Büyükanıt Paşa, 27 Nisan bildirisi ve Kılıçdaroğlu’nun yorumu üzerine daha fazla konuşmak istemediğini belirtti. Yönelttiğim sorulara, “Ben hem Dolmabahçe görüşmesi hem de 27 Nisan’la ilgili görüşlerimi size açıklamıştım. Görüşlerim bugün için de geçerlidir” demekle yetindi. Yönelttiğim soruların yanıtlarının o açıklamalarında bulunduğunu anımsattı.

“Dolmabahçe devlet işidir”
Büyükanıt Paşa, Dolmabahçe görüşmesiyle ilgili olarak ne demişti? Muhalefet partilerinin, “Dolmabahçe’de ne konuşuldu açıklansın” talepleri üzerine 14 Haziran 2009’da Büyükanıt’la görüşmüştüm. Büyükanıt’ın görüşleri, 15 Haziran 2009 günkü Milliyet’te yer almıştı.
Büyükanıt Paşa, Dolmabahçe görüşmesinin devlet işi olduğunu söylemiş ve şöyle demişti:
“Ben bulunduğum görevler itibarıyla dönemin başbakanları Bülent Ecevit ve Mesut Yılmaz ile de bu tür görüşmeler yaptım. Bunlar devlet işidir. Dolmabahçe görüşmesi de öyledir. Yarım asırdır devletime ve milletime şerefle hizmet ettim. Ancak şeref ve haysiyetime saldırı mahiyetinde kampanyalarla karşı karşıya kaldım. Bu olayın değişik bir boyutu var. Konu siyasete çekildi. İsmim üzerinden siyaset yapılması beni rencide ediyor. Uzun meslek hayatım boyunca hiçbir gizli ve gizemli işin içinde bulunmadım.”

“Muhtıra değildi”
Büyükanıt Paşa, 27 Nisan bildirisinin yeniden gündeme oturduğu Şubat 2010’da da sorularımı yanıtlamıştı. 22 Şubat 2010 günü yaptığımız görüşme ertesi gün Milliyet’te yer almıştı. Büyükanıt Paşa, 27 Şubat bildirisinin muhtıra olmadığını vurgulayarak şu değerlendirmeyi yapmıştı:
“27 Nisan’la ilgili eleştirileri dinliyorum, okuyorum ve üzülüyorum. 27 Nisan sürekli gündeme getiriliyor. Bu bildiri Türk Silahlı Kuvvetleri’nin cumhurbaşkanlığı seçimine müdahalesi olarak yorumlanıyor. Oysa öyle değil.
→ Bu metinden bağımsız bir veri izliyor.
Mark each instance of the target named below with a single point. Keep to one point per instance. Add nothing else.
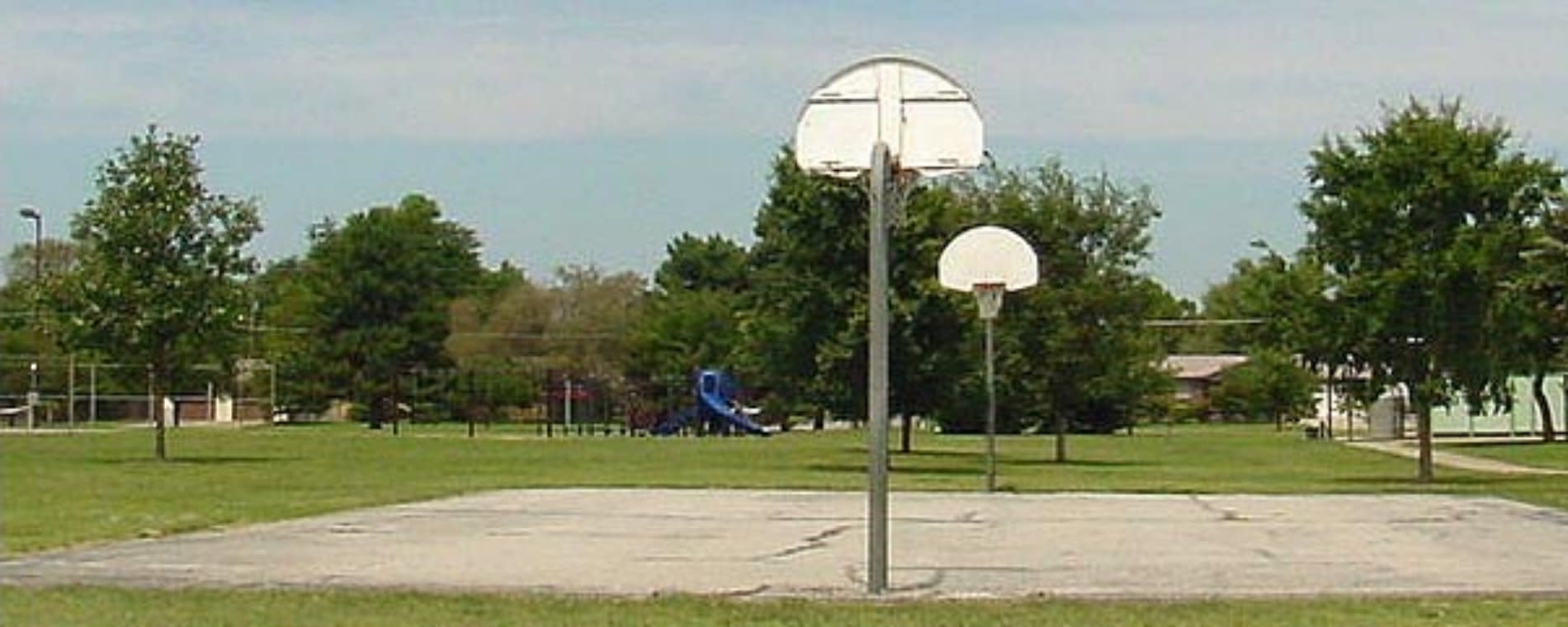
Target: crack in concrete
(815, 541)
Ben, hizmetteyken cumhurbaşkanlığı sözünü iki kez kullandım. Birincisi 12 Nisan 2007’de Genelkurmay Başkanlığı karargâhında yaptığım konuşmada. Bir soru üzerine aynen şöyle demiştim, ‘Seçilecek cumhurbaşkanının Türkiye Cumhuriyeti’nin anayasada belirlenmiş ilkelerine sözde değil özde bağlı olacağını umut ediyorum. Tabii ki, yetki yüce Meclis’indir’. Benim söylediğim budur. Bunun aksini söylemek mümkün mü? Mümkün değildir. Çünkü, aksini söylerseniz, bundan, anayasada belirlenmiş ilkelere bağlı olmadığı sonucu çıkar ki, bu hem Cumhurbaşkanı’na hem de yüce Meclis’e hakaret olur.
Cumhurbaşkanı sözünü ikinci kez 27 Nisan’da kullandım. Oradaki ifadem de aynen şöyledir: ‘Son günlerde cumhurbaşkanlığı seçim süreci laik-antilaik sürecine dönüşmüştür’. Bunun neresi muhtıra?
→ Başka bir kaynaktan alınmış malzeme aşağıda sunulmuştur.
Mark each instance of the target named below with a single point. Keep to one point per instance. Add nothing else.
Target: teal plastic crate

Şimdi 27 Nisan’a muhtıra dediler, demeye devam ediyorlar. Muhtıra böyle olmaz. Muhtıranın tarihimizde örnekleri vardır. 27 Nisan’a muhtıra diyenler ya muhtıranın anlamını bilmiyorlar veya 27 Nisan bildirisini okumamışlar. 27 Nisan bir muhtıra değildir. Cumhurbaşkanlığı seçimine müdahale değildir. 27 Nisan Türk Silahlı Kuvvetleri’nin laiklik konusundaki duyarlılığının dile getirilmesidir. Başka bir şey değildir.”
Büyükanıt Paşa, bugün de bu görüşlerini koruyor.